Preboil = package volume + boil off + kettle loss + fermentor loss
Assume .5gal lost to kettle trub
Assume 1gal/hr
Assume .5gal lost to fermentor trub
Assume 5gal packaged
Preboil = 5 + 1 + .5 + .5 = 7gal
Assume .12gal/pound 13lb will absorb 1.56gal. mash + sparge = preboil + absorption = 7 + 1.56 = 8.5gal
Plug in your number for my assumptions and see what you get and how that matches to your last brews.
Every system is a bit different, just be consistent where you can and make adjustment as needed to find what works for you.
edit: the above assumes a batch sparge type situation, if you fly sparge then that is not enough, extra water(a few gallons maybe) is required and you need to control when you stop the drain.
Does anyone have a BrewFather equipment profile for the Mash & Boil that's been working for them?
My only guess would be your eq settings show zero deadspace and a matching higher than actual boil-off.But I either have a brew problem, a software problem, or both.
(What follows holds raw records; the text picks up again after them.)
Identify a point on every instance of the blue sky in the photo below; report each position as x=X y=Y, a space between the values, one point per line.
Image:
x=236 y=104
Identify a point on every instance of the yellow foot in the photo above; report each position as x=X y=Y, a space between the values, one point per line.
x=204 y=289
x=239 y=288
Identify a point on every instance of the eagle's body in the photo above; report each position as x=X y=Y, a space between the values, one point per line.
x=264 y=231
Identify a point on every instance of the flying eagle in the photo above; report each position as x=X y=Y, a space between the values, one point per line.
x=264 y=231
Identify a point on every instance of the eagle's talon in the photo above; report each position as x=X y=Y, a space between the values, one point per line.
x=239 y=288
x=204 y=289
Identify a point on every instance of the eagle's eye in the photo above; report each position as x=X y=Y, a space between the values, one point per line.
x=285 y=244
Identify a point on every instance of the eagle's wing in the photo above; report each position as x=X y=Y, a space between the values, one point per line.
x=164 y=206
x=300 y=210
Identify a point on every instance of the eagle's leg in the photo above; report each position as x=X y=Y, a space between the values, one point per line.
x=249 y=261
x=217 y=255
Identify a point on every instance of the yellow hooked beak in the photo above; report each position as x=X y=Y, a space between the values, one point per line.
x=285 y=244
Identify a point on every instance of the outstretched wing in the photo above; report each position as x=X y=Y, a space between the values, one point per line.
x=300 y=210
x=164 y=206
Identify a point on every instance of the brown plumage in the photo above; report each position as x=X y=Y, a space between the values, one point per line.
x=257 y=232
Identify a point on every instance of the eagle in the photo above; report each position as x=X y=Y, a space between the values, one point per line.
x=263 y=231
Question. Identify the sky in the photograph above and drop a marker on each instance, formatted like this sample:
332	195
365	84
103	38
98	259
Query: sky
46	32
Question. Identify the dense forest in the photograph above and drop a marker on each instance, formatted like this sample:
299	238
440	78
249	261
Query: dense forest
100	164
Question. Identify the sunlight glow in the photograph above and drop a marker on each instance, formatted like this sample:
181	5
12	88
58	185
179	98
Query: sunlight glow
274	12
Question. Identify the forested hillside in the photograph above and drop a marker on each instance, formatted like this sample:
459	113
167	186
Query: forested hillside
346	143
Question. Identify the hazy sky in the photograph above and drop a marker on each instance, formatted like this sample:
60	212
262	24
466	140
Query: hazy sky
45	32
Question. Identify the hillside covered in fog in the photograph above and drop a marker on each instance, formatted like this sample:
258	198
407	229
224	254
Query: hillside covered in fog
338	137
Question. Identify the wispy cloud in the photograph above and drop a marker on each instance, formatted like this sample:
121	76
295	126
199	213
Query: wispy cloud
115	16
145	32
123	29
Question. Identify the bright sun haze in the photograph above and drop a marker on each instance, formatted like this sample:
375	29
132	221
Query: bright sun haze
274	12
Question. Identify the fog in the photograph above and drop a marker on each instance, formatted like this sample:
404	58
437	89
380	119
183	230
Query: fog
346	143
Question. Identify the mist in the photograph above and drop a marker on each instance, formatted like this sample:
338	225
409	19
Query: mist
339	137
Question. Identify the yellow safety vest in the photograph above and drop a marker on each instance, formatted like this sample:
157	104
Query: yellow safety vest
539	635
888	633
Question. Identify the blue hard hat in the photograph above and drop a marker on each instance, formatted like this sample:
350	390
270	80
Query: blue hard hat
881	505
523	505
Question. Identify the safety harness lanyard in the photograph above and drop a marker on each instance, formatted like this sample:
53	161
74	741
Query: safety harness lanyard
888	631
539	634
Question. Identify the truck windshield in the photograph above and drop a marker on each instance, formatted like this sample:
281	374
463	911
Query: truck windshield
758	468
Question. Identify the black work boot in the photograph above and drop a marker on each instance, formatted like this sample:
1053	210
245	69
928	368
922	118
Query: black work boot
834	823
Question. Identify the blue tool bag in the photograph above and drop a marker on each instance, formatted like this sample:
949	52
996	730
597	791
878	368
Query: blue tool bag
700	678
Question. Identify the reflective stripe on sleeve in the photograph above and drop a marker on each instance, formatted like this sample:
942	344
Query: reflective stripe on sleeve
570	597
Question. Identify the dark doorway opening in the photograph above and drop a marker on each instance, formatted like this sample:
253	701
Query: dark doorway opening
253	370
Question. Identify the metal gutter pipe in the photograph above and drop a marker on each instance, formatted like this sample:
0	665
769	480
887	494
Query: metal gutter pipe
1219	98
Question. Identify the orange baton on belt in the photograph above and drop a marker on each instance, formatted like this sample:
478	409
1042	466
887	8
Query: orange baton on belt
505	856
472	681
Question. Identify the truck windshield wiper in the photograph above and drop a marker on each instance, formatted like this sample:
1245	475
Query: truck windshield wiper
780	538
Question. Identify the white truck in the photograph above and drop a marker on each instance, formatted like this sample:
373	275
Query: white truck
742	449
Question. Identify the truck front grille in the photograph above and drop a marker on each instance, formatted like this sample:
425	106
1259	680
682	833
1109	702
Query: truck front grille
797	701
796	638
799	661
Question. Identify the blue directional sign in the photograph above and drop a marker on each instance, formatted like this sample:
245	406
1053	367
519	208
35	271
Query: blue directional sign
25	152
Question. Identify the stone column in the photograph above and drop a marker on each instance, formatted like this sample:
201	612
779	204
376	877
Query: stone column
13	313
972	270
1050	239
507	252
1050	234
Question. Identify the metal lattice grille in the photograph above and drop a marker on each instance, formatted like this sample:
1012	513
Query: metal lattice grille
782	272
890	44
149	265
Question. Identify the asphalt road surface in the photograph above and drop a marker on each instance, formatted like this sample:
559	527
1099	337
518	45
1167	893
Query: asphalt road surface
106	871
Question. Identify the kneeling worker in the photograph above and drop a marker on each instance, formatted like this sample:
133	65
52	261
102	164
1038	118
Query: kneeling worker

I've nearly always used beer smith, and it has been consistent as can be when I was brewing stovetop batches of all sorts of quantities. I noticed since I upgraded to the M&B, I hit my volumes, I hit my pre boil gravity, but miss my OG by a point or two, while still ended up with the correct volume into the fermenter.
Review time here. I brewed my first ever batch of all grain beer the other night with my brand new Mash & Boil. No fancy mods, or recirculation. Held mash temperature at a steady 150 during the 60 minute mash. Didn't really notice the dramatic temperature swings on the control panel like a lot of other users have talked about. Achieved a good boil about 50 minutes after getting my pre-boil volume in the kettle. Overall, I feel it's the best $299 I've ever spent on homebrewing.